TATE TOWNSHIP, OH (FOX19) - Maralah Rose-Asch returned home to her Tate Township neighborhood from a trip Monday and was not happy with what she saw. But federal and state authorities say it's a necessity if they are to keep the Asian Longhorned Beetle from spreading beyond Clermont County.
Rose-Asch told FOX19 that she and many of her neighbors understand the need to remove the 5,000 trees confirmed to be infested in the county. But they are adamantly opposed to the proposed removal of some 50,000 trees that are adjacent to the infested area, and are highly likely to become infested, according to USDA officials.
"It's extremely emotional. It impacts more than people. It impacts property values, and animals that live here. That's a problem.
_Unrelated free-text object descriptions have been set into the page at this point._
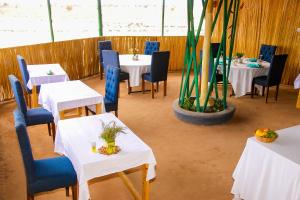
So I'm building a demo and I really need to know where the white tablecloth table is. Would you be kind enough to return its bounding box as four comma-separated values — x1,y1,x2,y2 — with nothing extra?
55,113,157,200
231,125,300,200
38,80,103,123
119,54,151,87
27,64,69,107
294,74,300,108
228,60,270,97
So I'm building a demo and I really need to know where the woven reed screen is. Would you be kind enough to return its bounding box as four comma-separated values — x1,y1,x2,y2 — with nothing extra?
0,36,191,101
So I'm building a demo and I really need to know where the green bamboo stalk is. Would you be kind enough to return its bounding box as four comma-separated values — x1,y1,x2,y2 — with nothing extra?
195,0,208,44
97,0,103,36
212,0,223,31
47,0,54,42
222,0,228,108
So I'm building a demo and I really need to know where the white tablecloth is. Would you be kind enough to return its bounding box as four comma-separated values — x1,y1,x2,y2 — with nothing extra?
228,60,270,97
294,74,300,89
38,80,103,123
231,125,300,200
27,64,69,89
55,113,157,200
119,54,151,87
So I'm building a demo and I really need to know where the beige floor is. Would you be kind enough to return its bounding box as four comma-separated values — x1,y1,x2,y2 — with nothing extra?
1,72,300,200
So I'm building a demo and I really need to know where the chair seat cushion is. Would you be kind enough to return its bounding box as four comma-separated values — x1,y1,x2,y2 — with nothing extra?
104,98,117,112
29,156,77,195
253,76,268,86
142,73,153,82
26,108,54,126
120,71,129,81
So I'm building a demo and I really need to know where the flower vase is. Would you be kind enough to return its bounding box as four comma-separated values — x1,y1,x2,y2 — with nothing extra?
106,141,116,154
132,54,138,61
238,58,243,64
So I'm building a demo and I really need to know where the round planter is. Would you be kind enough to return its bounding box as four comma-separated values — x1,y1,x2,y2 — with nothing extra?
173,99,235,125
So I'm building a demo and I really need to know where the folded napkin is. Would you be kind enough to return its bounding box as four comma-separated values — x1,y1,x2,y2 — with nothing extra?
248,58,257,62
247,63,261,68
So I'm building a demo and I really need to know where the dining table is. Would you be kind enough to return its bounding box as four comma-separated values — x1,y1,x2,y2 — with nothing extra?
38,80,104,124
27,63,69,107
228,59,270,97
294,74,300,108
54,113,157,200
231,125,300,200
119,54,152,87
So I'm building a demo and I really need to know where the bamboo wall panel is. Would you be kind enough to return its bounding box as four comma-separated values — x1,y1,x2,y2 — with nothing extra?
213,0,300,85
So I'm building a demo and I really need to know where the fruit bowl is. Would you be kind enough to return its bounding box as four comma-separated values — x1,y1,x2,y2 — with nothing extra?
255,128,278,143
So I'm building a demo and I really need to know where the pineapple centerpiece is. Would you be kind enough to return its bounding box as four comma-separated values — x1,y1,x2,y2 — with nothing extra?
255,128,278,143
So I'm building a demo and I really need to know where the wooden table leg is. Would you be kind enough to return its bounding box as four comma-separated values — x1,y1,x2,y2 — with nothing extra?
31,85,38,108
297,90,300,109
142,164,150,200
59,110,65,120
96,103,102,114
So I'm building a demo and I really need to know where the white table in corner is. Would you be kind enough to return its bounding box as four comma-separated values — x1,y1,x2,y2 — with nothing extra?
27,64,69,107
294,74,300,108
54,113,157,200
119,54,152,87
231,125,300,200
38,80,104,124
228,59,270,97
It will look like a devastated region," Rose-Asch said.
Christine Markham, who is the USDA's National Director of the ALB Eradication Program, says an environmental impact study of those at-risk trees is still ongoing, and must be completed before any decision is made about the removal of non-infested trees.
"Nowhere else in the state right now has the Asian Longhorned Beetle, and that's why we need to take decisive action in order to protect the natural resources of Ohio and thereby protecting thousands of jobs," said Dan Kenny, Agricultural administrator for the Ohio Department of Natural Resources. "We realize this is extremely difficult for the folks that are affected. This is the last thing that we would like to have to do. We work for the division of plant health. We believe in protecting trees. We don't like to cut down trees but this action is necessary to protect the resources of Ohio and the 87 other counties that don't have ALB."
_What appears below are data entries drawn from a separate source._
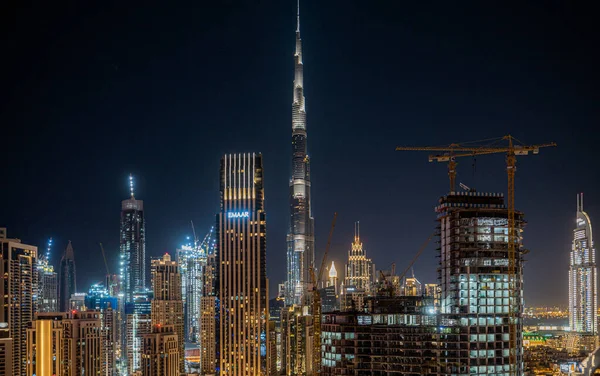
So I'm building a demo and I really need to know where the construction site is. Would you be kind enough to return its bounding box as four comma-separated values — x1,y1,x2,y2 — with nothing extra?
274,135,558,376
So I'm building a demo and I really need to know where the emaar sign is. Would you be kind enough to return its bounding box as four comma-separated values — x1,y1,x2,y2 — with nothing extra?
228,211,250,219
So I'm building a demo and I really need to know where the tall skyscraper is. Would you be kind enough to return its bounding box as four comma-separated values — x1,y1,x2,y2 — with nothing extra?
177,228,212,344
151,253,184,373
286,1,315,306
37,238,58,313
120,175,146,303
217,153,269,375
436,191,525,375
569,193,597,334
59,241,76,312
0,228,38,376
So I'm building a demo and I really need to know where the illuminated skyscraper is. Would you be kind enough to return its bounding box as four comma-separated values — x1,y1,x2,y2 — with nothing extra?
569,193,597,334
342,222,374,310
0,228,38,376
177,228,212,344
286,0,315,306
151,253,184,373
37,238,58,313
120,175,146,303
59,241,76,312
217,153,269,375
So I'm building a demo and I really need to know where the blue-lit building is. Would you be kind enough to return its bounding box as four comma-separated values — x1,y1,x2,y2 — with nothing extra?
85,282,118,311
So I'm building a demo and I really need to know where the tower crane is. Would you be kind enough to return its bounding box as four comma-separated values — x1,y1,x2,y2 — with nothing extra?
99,243,110,276
309,212,337,374
396,135,556,376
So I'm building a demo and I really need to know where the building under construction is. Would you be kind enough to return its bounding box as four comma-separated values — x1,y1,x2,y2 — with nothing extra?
321,296,438,376
436,191,525,375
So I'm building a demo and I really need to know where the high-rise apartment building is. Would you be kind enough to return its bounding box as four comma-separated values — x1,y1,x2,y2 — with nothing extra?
125,291,153,375
120,175,146,303
217,153,269,375
26,313,65,376
436,191,525,375
151,253,184,373
0,325,12,376
141,324,180,376
59,241,76,312
401,275,422,297
0,228,38,376
281,305,314,376
286,1,315,306
569,193,597,334
27,311,105,376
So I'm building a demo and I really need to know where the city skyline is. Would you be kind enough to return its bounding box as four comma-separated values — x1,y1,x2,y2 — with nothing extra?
2,1,599,309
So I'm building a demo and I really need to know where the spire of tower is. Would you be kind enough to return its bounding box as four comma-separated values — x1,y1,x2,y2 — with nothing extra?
129,174,135,198
296,0,300,33
64,240,75,260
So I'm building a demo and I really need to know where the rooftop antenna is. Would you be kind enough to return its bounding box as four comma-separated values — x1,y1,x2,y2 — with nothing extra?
129,174,135,198
46,237,53,261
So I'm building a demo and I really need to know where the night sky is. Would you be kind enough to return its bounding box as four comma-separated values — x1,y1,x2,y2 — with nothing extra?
2,1,599,306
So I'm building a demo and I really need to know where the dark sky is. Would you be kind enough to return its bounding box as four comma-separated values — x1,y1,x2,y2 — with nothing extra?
2,1,599,306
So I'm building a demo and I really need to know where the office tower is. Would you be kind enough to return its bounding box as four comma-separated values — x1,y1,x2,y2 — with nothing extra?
0,228,38,376
569,193,597,334
125,291,153,375
120,175,146,303
0,325,12,376
151,253,184,373
281,305,314,376
286,0,315,307
321,296,438,376
59,241,76,312
268,296,285,373
26,313,65,376
342,223,374,311
217,153,269,375
141,324,180,376
436,191,525,375
37,238,58,312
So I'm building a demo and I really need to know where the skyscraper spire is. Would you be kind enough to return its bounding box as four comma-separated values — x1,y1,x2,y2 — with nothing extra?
129,174,135,198
286,0,314,306
296,0,300,33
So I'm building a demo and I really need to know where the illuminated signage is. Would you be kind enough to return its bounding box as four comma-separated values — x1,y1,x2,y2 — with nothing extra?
228,211,249,219
577,218,586,226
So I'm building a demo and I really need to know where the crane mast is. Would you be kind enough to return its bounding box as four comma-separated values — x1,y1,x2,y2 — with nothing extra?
396,135,556,376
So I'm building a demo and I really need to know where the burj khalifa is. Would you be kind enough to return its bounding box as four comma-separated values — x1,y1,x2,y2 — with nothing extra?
286,0,315,306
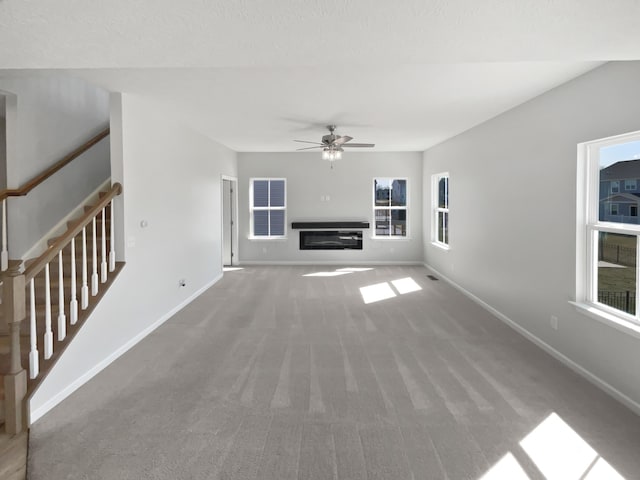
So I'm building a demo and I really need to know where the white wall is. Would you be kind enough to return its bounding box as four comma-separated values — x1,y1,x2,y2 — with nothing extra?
238,151,423,264
30,94,238,420
0,75,110,258
423,61,640,410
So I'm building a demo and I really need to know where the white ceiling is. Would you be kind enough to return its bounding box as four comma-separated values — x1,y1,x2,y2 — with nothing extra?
2,0,639,152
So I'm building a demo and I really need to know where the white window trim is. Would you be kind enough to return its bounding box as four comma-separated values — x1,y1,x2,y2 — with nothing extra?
576,131,640,334
249,178,287,239
625,179,637,190
372,177,409,239
431,172,450,250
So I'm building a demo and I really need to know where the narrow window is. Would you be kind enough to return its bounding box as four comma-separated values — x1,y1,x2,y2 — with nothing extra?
373,178,408,237
432,173,449,248
250,178,286,238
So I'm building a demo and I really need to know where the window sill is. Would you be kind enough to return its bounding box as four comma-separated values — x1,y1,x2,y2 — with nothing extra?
431,242,450,251
370,236,412,241
570,301,640,339
248,236,287,241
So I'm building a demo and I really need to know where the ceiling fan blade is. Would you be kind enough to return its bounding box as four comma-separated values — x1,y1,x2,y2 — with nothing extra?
296,146,324,150
333,135,353,146
342,143,375,148
294,140,324,145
Rose-Asch says many of the people in her neighborhood are concerned enough that they've banded together and contacted an attorney. She says if they are told that those at-risk trees are to be cut down, they will fight it in court.
The group wants the at-risk trees treated with a chemical pesticide that may keep the tree from becoming infested. Ohio Agriculture authorities say chemical treatment is simply not as effective.
FOX19 will continue to cover this story. Tree removal is expected to take several weeks.